In a fair point, Justices Alito and Thomas stated that they did not believe that the application should have been denied given the lack of an adequate (in their opinion) explanation by the Fourth Circuit Court of Appeals, which as a general practice does not explain orders pending appeal. The dissent indicates, though, that Justices Alito and Thomas would have ruled in favor of the State of West Virginia, given that, if they agreed with the denial, the appropriate response would have been a concurrence specifying in more detail why the denial was granted and taking a stance against the Fourth Circuit Court of Appeals’ practice of not explaining orders pending appeal. On the other hand, Becky Pepper-Jackson’s attorneys argued that the State of West Virginia “should not be allowed to use the [Supreme Court’s] emergency docket to force the court” to give a “preview” of how it felt on the issue given that no appeals court had addressed the issue. In either case, the case will continue before the Fourth Circuit Court of Appeals without intervention by the Supreme Court, which does not rule out a later trip to the Supreme Court for its ultimate resolution.
It is telling that the words used by the attorneys for the State of West Virginia in its application to vacate the injunction concerning House Bill 3293 were in the same vein of fear-mongering rhetoric used by conservative talk media when discussing transgender athletes. The State’s attorneys set up the issue of transgender athletes as “biological males identifying as female” jumping from men’s athletics to female athletics to beat female athletes. What this language ignores is that, based on a study by the Centers for Disease Control and Prevention published in 2019, only roughly 1.8% of high school students identify as transgender, and of that, 1.8% only 14% of transgender boys and 12% of transgender girls play sports, according to a report by the Human Rights Campaign. In other words, only roughly 0.44% of high school athletes are transgender.

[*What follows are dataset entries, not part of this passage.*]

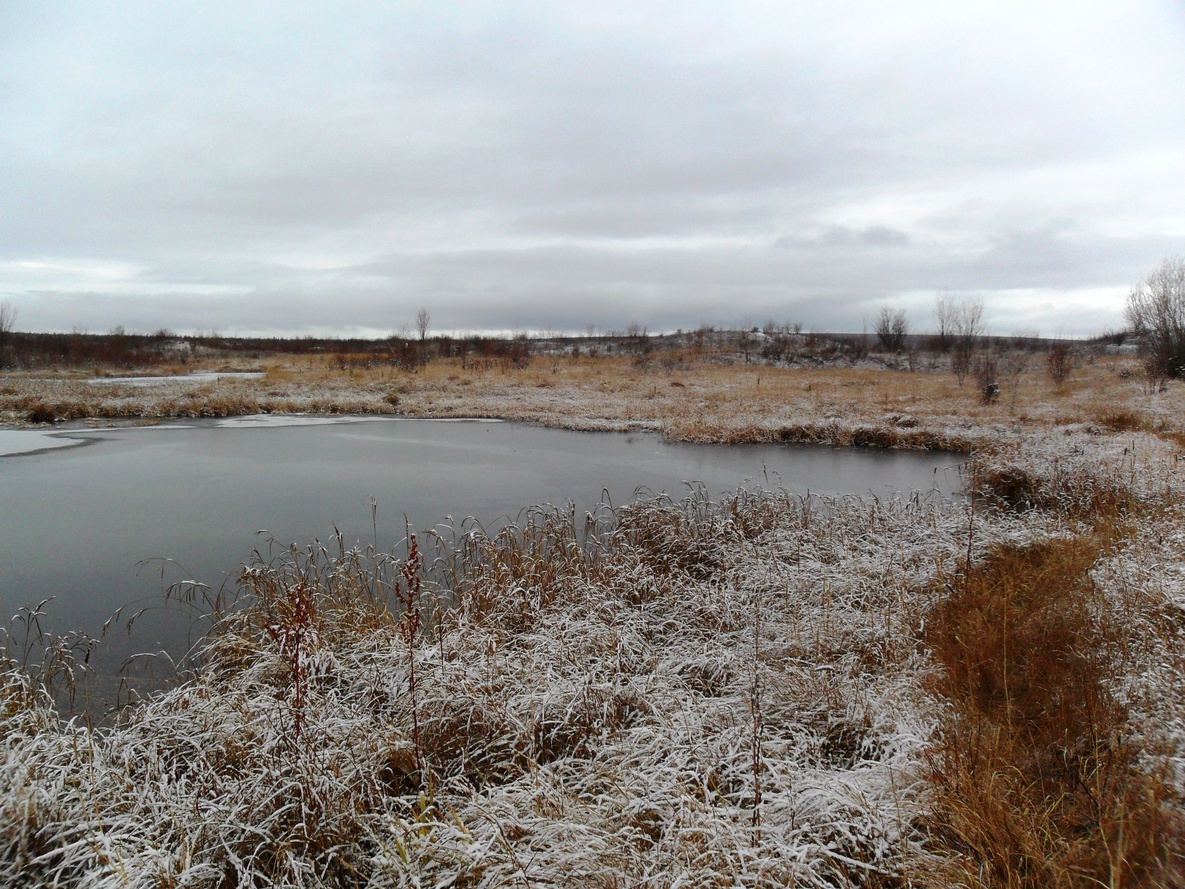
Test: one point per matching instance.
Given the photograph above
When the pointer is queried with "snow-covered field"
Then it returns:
(713, 695)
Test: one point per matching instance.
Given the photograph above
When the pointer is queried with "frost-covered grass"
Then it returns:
(760, 691)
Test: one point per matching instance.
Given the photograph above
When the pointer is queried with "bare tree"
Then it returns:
(943, 319)
(7, 319)
(1155, 311)
(967, 327)
(891, 328)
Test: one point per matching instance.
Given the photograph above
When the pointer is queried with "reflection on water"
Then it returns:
(76, 522)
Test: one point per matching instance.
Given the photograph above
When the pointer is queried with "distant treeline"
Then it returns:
(133, 351)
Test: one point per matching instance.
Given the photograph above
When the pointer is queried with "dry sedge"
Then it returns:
(766, 690)
(1038, 782)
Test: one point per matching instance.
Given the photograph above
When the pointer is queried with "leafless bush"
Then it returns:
(1058, 363)
(1155, 311)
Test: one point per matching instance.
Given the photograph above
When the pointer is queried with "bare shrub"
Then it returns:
(1058, 363)
(987, 378)
(1155, 311)
(891, 328)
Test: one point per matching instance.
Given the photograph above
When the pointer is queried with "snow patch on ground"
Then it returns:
(199, 377)
(30, 441)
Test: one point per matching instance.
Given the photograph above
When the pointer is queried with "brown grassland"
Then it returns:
(769, 690)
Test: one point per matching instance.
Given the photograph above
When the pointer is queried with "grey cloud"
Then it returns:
(536, 165)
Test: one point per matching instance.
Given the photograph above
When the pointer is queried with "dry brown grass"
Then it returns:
(1037, 779)
(699, 397)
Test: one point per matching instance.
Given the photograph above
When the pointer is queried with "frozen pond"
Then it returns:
(75, 522)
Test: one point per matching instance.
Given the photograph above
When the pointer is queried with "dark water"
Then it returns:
(75, 522)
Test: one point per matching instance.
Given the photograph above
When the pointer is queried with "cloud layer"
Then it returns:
(316, 167)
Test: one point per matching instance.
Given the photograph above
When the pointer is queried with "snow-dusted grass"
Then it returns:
(698, 398)
(742, 692)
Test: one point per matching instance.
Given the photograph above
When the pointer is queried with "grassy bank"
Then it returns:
(760, 691)
(710, 397)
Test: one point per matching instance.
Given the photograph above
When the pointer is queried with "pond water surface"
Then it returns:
(77, 523)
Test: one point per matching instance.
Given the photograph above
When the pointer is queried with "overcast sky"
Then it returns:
(332, 167)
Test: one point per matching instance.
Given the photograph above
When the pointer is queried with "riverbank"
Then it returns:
(755, 691)
(691, 400)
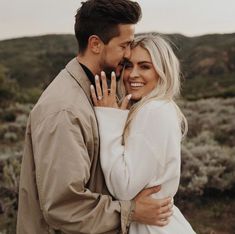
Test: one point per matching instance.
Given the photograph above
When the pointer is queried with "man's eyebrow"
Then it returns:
(141, 62)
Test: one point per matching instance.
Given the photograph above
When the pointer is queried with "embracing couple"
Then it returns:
(95, 152)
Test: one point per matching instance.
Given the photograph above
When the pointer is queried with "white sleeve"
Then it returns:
(129, 168)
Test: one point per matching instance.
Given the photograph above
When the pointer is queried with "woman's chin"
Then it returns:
(135, 97)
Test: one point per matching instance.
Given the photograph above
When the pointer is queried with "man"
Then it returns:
(62, 187)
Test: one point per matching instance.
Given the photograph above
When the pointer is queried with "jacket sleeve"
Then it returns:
(130, 168)
(62, 171)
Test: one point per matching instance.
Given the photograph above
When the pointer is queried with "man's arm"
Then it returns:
(62, 171)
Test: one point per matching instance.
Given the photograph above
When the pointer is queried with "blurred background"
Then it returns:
(36, 42)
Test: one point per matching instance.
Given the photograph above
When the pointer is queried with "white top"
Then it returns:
(150, 156)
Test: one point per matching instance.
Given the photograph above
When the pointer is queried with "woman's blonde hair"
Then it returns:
(167, 67)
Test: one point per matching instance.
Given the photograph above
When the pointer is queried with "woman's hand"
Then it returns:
(107, 97)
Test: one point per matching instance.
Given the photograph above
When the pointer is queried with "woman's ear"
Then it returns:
(95, 44)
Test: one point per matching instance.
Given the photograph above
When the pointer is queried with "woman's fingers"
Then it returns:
(93, 95)
(98, 88)
(125, 102)
(104, 84)
(113, 84)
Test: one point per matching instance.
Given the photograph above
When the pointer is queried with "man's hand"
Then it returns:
(104, 97)
(152, 211)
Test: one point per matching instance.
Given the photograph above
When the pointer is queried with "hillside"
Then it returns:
(208, 62)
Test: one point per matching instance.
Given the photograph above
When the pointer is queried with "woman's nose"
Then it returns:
(127, 54)
(134, 72)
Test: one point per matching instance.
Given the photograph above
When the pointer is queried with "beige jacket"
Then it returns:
(61, 185)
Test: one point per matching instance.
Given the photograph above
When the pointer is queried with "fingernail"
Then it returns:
(129, 96)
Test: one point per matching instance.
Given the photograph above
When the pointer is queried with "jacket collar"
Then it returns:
(77, 72)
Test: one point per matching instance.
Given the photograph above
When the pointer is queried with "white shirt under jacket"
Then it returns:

As a society, we tend to over-sensationalize things that are different than what we are accustomed to. In this case, the war on transgender athletes has been completely blown out of proportion to take away the basic dignities of a small portion of athletes, and, more broadly speaking, a small portion of people.
Becky Pepper-Jackson’s own words are the best indicator of why it is so important for access to sports to be available to everyone:
"I just want to run, I come from a family of runners. I know how hurtful a law like this is to all kids like me who just want to play sports with their classmates, and I’m doing this for them. Trans kids deserve better."